For my paintbrush it was a tangled maze through transparent and solid forms.

As I wound my way through it I slipped in little details like feathered hair, and clothes that might have been a bed sheet stolen from a washing line, or woven out of a night sky.  I tried to work in clues quietly.

I wanted to build an outdoor place, with an architecture of leaves torn from old manuscripts and trees that grew in stained-glass window arches.

In this crowded thicket of a painting, I hoped your eyes might dance a bit.

And now, all of my smallest paint brushes are down to their last one or two bent hairs. 

A good sort of problem to have, I suppose.


  1. I love this, Oh ! how I love this. Inspired art always has its own laws of matter, where creatures souls and worlds can roam freely through one another. I love the leg of the bird dancing its own graceful path into the arm of the woman, colouring his chest and her side red. And many other things, all these deep human souls and lovely medieval creatures.

  2. This is absolutely beautiful!! I wish I could see it in real life, it looks like a painting to get lost in. And your description of layers of paint and time is wonderful.

  3. "In this crowded thicket of a painting, I hoped your eyes might dance a bit."

    Oh yes and my eyes are still dancing in and around and soaking up all the wonderful connections between the birds and the figures ... what does that bird see in those open hands I wonder.

  4. This painting is just stunning. I love how it glows! I also enjoyed reading the different parts about the technique and the meaning. Keep up the amazing work!

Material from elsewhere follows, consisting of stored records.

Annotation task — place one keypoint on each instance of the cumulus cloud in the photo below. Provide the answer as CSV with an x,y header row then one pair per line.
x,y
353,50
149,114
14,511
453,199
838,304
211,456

  5. Thanks so much for your lovely comments, folks! They really do make my day!

  6. I've enjoyed exploring this piece of work in detail, and I see from it that you and I share a love of the early gothic. I particularly like the second to last photograph, with the dark ground and foliage making a beautiful negative space around the bird. But the whole painting has been most tenderly done, and I find myself most intrigued. I shall be back.

  7. I'm so glad you like it! It was a really fun painting to work on... and I loved getting lost in all the tiny leaves of the plants. A big welcome to you, and I hope that you had a good result from you all-night painting efforts!

  8. Wow. This is literally breath-taking, which is kind of spooky! Honestly, I look at this painting and forget to breath for a bit - I think that happens when you want to stop time and get lost in something. Thank you for posting.